2. Thirty years later, many of the conservation policies developed after the 1973 oil crisis have been abandoned.

3. Without the immediate threat of shortages, people lack the motivation to conserve.

4. Many critics of oil drilling in the ANWR point to the vast amounts of oil wasted by fuel-inefficient automobiles, and argue that a small amount of conservation would save the nation far more oil than it would obtain from drilling in ANWR.

C. Personal choice and increased efficiency are two routes to conservation.

1. As individuals, we can make conscious choices to reduce our own energy consumption.

2. As a society, we can make our energy-consuming devices and processes more efficient.

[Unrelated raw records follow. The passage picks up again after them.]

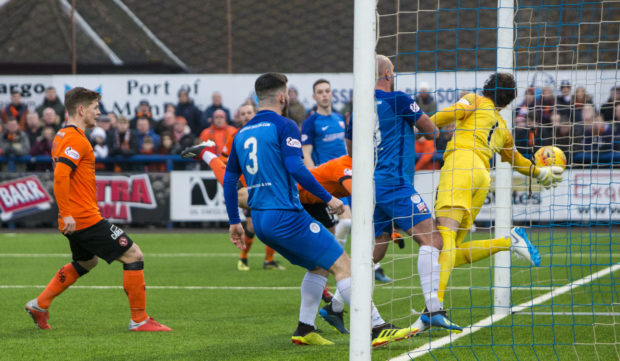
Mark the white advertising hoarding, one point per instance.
(122, 93)
(196, 196)
(588, 196)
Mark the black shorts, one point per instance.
(320, 212)
(102, 239)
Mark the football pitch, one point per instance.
(219, 313)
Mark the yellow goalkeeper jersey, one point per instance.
(481, 129)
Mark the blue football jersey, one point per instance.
(326, 135)
(394, 137)
(258, 151)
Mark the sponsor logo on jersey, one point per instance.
(293, 143)
(72, 153)
(116, 232)
(314, 228)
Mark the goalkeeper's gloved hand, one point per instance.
(549, 176)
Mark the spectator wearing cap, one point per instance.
(564, 100)
(142, 111)
(144, 131)
(123, 140)
(608, 109)
(98, 139)
(425, 100)
(51, 119)
(216, 104)
(296, 110)
(42, 146)
(51, 100)
(580, 99)
(15, 110)
(219, 131)
(104, 122)
(189, 111)
(182, 135)
(166, 124)
(14, 142)
(33, 127)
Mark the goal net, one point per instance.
(564, 57)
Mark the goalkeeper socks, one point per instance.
(446, 259)
(342, 230)
(248, 245)
(65, 277)
(429, 272)
(311, 292)
(337, 302)
(473, 251)
(344, 289)
(217, 166)
(135, 288)
(269, 254)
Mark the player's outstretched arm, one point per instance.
(547, 176)
(62, 181)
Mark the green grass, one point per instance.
(256, 324)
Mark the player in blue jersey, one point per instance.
(322, 139)
(267, 151)
(397, 201)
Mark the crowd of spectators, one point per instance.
(568, 120)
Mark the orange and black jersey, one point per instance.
(75, 188)
(334, 175)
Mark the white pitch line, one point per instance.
(435, 344)
(568, 314)
(232, 288)
(397, 258)
(163, 255)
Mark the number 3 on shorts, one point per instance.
(251, 143)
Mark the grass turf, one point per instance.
(191, 280)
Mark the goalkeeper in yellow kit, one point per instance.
(465, 181)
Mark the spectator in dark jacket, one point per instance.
(143, 111)
(188, 110)
(564, 100)
(183, 137)
(13, 140)
(216, 104)
(608, 109)
(16, 110)
(123, 141)
(33, 127)
(51, 100)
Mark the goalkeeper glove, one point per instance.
(549, 176)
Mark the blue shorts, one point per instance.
(346, 201)
(398, 204)
(297, 237)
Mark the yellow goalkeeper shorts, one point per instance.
(464, 183)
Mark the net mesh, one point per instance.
(566, 68)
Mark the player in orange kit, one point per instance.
(90, 236)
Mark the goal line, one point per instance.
(440, 342)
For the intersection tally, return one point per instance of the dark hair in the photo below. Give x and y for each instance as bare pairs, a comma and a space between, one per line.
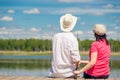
101, 37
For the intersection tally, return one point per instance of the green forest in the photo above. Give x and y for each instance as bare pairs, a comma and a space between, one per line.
45, 45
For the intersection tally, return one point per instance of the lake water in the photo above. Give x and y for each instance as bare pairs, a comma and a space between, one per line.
40, 65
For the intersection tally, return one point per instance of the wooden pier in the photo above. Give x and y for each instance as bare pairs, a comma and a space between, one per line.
44, 78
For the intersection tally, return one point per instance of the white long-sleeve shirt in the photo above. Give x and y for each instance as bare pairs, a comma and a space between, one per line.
65, 53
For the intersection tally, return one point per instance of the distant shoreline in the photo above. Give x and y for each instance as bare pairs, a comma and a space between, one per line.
82, 53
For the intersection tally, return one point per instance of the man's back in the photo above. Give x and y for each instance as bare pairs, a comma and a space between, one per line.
65, 52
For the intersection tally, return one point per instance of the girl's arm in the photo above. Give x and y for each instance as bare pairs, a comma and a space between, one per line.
90, 63
83, 62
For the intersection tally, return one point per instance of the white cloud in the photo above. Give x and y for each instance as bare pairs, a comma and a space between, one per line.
6, 18
70, 1
32, 11
108, 6
82, 23
11, 11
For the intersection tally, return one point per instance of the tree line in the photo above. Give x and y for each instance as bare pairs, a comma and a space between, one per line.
46, 45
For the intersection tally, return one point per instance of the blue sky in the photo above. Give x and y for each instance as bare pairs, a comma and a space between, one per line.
40, 18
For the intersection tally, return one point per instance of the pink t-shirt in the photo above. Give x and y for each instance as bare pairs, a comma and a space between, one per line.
101, 67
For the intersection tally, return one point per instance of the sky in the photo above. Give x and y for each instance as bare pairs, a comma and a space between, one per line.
40, 19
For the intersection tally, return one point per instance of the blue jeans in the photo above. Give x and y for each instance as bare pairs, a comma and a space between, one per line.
86, 76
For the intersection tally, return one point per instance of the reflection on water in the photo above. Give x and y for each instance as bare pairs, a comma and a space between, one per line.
32, 66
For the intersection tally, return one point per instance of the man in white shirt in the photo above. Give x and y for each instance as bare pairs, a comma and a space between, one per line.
65, 51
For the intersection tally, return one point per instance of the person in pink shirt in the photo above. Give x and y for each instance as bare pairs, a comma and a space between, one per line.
97, 67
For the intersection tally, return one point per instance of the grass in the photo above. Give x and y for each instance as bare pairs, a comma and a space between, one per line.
82, 53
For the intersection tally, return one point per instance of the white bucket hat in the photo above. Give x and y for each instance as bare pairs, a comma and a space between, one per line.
99, 29
67, 22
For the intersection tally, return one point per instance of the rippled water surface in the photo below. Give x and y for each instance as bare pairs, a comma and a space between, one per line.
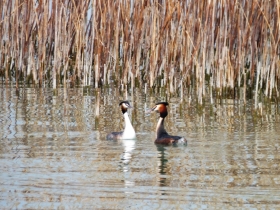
53, 152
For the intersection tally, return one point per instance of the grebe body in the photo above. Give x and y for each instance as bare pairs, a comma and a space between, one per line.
162, 136
128, 132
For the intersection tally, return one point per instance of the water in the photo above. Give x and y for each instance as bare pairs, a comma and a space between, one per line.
53, 153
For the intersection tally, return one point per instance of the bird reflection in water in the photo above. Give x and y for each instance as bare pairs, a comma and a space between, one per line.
162, 165
128, 147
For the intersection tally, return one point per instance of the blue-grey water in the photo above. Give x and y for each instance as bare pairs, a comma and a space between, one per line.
53, 152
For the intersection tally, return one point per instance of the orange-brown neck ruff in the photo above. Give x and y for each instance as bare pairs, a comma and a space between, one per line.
161, 132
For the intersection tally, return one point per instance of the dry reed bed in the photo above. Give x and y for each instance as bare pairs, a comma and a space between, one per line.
224, 43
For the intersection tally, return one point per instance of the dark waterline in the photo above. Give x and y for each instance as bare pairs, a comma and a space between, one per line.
54, 154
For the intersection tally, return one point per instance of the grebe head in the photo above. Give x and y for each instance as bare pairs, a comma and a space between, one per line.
124, 106
161, 108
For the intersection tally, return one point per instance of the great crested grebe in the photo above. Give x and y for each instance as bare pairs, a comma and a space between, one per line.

3. The efficiency of power plants can be improved through cogeneration, in which excess heat produced during the generation of electricity is captured and used to heat workplaces and homes and to produce other kinds of power.

D. Both conservation and renewable energy are needed.

IX. Conclusion

A. Fossil fuels have helped us build complex industrialized societies.

B. Our production of fossils fuels will begin to decline just as we become increasingly aware of the negative impacts of their use.

C. We can respond by encouraging conservation and developing alternative energy sources, or we can continue our current path until our energy sources are nearly depleted before trying to develop new technologies. Our choice will have far-reaching consequences.